In fact, the administration said, they'd intended from the start to set up a permanent office, officially the White House Office of Olympic, Paralympic and Youth Sport, no matter what the results of the International Olympic Committee's vote on site selection. Uh huh.
Some folks say that the presence of such an office will help the U.S. in the eyes of the IOC, since our lack of any kind of permanent government agency dedicated to sport has been a "deficiency" in our bids thus far.
Maybe if we could find some Tibetan monks to beat up, like the hosts of the 2008 Games did, or a variety of religious and ethnic minorities to harass and eventually murder by the millions, like the hosts of the 1936 (Winter and Summer) Games did, or impose a system of government that led to the deaths of millions of people around the globe, like the hosts of the 1980 Summer Games did, we could improve our record.
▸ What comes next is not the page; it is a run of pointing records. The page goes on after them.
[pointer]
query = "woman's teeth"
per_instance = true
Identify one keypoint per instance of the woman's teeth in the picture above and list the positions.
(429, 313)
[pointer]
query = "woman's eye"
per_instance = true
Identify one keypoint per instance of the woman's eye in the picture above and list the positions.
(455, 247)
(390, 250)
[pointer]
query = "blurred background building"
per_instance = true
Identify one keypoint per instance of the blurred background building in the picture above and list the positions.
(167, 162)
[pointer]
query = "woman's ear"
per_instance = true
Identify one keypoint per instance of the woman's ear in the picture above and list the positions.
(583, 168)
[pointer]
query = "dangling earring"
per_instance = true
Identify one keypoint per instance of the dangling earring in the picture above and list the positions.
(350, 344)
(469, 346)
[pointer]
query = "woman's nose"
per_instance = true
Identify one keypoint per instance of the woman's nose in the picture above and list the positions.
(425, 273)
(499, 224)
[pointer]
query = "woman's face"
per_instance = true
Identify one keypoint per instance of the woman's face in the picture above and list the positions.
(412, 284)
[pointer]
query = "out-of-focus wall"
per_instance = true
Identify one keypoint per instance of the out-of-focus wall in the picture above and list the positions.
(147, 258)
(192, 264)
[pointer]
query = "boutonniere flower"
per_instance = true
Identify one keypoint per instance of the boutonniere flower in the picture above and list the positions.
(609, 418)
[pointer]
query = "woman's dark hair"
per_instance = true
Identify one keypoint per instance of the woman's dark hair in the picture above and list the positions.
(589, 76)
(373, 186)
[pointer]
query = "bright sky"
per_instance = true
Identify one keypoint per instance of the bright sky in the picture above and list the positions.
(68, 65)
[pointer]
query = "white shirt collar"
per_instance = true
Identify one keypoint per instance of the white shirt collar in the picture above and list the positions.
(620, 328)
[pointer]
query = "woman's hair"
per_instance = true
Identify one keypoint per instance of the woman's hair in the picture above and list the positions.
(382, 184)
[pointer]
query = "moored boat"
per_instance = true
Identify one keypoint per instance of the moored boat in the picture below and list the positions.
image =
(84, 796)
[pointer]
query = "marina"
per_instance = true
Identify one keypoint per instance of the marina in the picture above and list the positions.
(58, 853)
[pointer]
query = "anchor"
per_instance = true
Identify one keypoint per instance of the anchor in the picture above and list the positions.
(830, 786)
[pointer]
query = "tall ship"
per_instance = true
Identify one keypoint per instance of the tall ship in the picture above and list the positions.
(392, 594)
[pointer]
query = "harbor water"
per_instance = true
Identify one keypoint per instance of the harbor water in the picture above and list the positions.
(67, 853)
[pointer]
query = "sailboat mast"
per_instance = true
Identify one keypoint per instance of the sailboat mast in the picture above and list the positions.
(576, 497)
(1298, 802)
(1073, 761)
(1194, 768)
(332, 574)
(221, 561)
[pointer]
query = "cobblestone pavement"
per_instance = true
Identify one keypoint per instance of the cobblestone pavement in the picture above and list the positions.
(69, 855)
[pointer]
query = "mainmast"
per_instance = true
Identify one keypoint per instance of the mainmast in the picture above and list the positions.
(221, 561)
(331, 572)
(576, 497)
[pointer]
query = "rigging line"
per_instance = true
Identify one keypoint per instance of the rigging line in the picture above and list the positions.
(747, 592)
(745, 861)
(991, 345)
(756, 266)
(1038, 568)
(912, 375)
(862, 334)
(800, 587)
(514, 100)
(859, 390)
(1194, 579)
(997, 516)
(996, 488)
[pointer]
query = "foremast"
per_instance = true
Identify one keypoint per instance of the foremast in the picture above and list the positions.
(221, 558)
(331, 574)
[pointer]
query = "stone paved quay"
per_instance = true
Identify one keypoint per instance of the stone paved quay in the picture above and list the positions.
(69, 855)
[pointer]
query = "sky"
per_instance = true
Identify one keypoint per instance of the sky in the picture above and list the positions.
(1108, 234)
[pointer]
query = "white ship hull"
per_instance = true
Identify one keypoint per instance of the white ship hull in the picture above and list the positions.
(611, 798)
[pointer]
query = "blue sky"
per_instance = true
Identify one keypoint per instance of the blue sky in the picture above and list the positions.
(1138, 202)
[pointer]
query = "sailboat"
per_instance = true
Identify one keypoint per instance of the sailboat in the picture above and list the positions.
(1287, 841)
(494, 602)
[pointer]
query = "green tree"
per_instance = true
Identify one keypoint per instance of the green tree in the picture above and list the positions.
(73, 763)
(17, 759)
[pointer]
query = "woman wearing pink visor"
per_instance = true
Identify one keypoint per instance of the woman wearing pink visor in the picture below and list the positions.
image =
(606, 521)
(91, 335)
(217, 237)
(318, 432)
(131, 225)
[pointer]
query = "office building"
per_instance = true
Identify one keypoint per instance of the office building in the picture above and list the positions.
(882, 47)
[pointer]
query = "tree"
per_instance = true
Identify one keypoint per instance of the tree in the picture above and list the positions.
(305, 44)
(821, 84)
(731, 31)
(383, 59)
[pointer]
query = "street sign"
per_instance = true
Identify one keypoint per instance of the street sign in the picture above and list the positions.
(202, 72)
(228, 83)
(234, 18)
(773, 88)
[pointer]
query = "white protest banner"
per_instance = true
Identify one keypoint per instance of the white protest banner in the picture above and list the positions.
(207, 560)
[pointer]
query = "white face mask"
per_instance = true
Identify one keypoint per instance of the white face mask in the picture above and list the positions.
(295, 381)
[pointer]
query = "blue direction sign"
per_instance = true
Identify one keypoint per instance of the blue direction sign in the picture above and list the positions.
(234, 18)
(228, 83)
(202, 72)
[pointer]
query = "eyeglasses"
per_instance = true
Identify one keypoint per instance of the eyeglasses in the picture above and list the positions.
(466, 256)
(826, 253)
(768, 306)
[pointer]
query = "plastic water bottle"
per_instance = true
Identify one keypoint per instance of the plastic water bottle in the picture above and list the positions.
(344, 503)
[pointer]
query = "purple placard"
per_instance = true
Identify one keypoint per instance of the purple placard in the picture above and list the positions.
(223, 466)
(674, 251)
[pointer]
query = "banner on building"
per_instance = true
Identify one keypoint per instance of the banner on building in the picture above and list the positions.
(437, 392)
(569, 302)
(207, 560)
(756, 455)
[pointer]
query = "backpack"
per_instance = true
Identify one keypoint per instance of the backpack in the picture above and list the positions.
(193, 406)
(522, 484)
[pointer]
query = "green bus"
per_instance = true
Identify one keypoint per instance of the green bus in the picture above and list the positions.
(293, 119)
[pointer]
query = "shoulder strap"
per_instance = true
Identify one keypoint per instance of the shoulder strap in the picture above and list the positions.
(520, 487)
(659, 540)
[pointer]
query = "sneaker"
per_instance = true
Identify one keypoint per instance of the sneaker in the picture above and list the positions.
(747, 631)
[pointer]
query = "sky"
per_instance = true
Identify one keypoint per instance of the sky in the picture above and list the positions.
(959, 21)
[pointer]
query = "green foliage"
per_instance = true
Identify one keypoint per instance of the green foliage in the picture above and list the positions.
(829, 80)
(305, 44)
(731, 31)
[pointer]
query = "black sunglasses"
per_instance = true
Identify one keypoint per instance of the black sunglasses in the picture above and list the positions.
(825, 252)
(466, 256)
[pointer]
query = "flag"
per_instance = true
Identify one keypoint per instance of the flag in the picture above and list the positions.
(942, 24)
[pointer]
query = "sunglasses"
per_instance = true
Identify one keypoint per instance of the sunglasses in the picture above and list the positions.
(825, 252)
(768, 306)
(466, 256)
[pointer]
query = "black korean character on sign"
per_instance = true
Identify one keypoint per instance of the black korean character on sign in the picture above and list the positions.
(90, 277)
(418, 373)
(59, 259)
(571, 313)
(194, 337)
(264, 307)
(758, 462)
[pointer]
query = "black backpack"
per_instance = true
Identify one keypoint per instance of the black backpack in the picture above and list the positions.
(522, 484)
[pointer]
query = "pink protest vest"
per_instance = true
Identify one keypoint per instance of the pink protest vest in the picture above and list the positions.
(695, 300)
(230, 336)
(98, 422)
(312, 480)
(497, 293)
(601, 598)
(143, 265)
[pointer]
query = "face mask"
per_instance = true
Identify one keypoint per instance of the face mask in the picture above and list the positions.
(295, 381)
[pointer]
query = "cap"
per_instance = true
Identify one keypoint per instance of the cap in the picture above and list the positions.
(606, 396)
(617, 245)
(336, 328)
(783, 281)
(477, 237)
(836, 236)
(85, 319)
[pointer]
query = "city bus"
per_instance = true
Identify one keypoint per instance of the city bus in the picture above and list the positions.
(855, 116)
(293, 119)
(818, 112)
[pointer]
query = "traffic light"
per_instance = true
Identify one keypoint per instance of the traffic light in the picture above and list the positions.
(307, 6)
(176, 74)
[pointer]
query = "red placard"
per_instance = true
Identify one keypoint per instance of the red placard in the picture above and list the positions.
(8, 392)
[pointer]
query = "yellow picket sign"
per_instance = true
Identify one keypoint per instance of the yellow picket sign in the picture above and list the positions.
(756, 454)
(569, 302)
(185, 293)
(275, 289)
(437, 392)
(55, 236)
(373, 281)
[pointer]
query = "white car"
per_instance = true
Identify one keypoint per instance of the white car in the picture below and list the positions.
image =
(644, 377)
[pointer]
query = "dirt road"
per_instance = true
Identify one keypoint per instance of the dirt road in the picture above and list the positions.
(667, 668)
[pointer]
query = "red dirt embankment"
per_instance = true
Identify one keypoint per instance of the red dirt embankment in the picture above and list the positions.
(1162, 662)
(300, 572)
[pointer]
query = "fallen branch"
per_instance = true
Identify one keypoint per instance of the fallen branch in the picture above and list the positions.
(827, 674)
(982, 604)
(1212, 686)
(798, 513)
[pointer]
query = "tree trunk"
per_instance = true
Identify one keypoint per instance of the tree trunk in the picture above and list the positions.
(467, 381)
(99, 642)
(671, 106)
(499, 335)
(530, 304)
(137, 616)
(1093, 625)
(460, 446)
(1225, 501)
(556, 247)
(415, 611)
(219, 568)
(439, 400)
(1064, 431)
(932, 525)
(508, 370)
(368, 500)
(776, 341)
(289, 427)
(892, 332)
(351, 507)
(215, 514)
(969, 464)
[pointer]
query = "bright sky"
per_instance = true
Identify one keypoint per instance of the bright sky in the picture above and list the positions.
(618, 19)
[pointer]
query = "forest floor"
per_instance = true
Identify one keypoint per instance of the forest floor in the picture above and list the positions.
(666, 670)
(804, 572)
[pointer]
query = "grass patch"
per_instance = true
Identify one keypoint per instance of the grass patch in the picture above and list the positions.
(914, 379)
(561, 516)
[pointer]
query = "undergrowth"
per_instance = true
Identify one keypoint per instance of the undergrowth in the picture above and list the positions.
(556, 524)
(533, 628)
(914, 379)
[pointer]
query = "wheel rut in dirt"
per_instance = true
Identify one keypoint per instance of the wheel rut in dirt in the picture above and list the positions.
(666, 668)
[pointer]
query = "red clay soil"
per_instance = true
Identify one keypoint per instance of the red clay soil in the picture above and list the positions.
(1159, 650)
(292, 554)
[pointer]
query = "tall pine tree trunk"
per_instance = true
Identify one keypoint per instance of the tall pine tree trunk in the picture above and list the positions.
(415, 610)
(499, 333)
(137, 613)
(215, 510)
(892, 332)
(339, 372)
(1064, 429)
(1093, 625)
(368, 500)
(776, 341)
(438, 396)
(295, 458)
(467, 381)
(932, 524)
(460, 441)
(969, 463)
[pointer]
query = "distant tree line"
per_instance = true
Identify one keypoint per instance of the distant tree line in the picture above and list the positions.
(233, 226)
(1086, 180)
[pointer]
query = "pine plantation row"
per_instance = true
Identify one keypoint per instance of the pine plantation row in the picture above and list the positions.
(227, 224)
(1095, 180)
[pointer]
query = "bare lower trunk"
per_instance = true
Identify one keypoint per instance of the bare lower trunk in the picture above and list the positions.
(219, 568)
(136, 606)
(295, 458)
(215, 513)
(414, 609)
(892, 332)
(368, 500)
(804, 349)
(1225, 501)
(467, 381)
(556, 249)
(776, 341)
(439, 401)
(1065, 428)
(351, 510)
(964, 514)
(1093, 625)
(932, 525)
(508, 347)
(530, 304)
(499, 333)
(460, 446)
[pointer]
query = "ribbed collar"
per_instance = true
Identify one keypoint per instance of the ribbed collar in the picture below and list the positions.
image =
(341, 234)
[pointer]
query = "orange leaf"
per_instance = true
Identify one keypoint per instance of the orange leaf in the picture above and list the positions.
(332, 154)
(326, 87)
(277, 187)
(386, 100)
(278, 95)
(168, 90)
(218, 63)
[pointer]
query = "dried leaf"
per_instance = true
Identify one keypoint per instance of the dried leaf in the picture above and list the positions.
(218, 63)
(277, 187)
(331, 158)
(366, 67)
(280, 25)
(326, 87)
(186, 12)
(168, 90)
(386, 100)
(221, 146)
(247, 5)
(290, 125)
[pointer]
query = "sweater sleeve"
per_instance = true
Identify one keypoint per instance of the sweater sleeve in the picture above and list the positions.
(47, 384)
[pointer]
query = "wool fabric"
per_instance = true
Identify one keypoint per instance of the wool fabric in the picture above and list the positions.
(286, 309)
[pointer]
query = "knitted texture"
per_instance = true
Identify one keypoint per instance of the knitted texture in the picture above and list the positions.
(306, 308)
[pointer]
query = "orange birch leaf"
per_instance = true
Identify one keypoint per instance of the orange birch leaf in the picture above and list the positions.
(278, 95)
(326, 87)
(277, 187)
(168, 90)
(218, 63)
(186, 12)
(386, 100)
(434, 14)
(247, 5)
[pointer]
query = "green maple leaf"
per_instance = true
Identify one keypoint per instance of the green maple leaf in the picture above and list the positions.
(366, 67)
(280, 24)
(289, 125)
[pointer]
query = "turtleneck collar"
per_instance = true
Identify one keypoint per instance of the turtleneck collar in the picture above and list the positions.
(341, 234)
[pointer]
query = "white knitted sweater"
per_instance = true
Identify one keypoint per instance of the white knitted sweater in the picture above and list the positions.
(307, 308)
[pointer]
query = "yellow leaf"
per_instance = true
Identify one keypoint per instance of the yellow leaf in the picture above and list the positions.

Oh, wait. The U.S. has hosted four Summer (1904, 1932, 1984, 1996) and four Winter (1932, 1960, 1980, 2002) games since the modern Olympics began in 1896, three more than the second-place nation, France. So it's a little hard to see what good an official, genuine Guvmint Office will do for sports 'round these parts. "Building goodwill" with the IOC is not necessarily something to shoot for.
OK, I'll open my mind and believe that the idea's potentially a good one. Let's get some people with some knowledge of sports, politics, fund-raising and so on, get them to get their heads together and see what bright ideas they can come up with. What? We've already got some folks hired? Great! What have they been working on so far?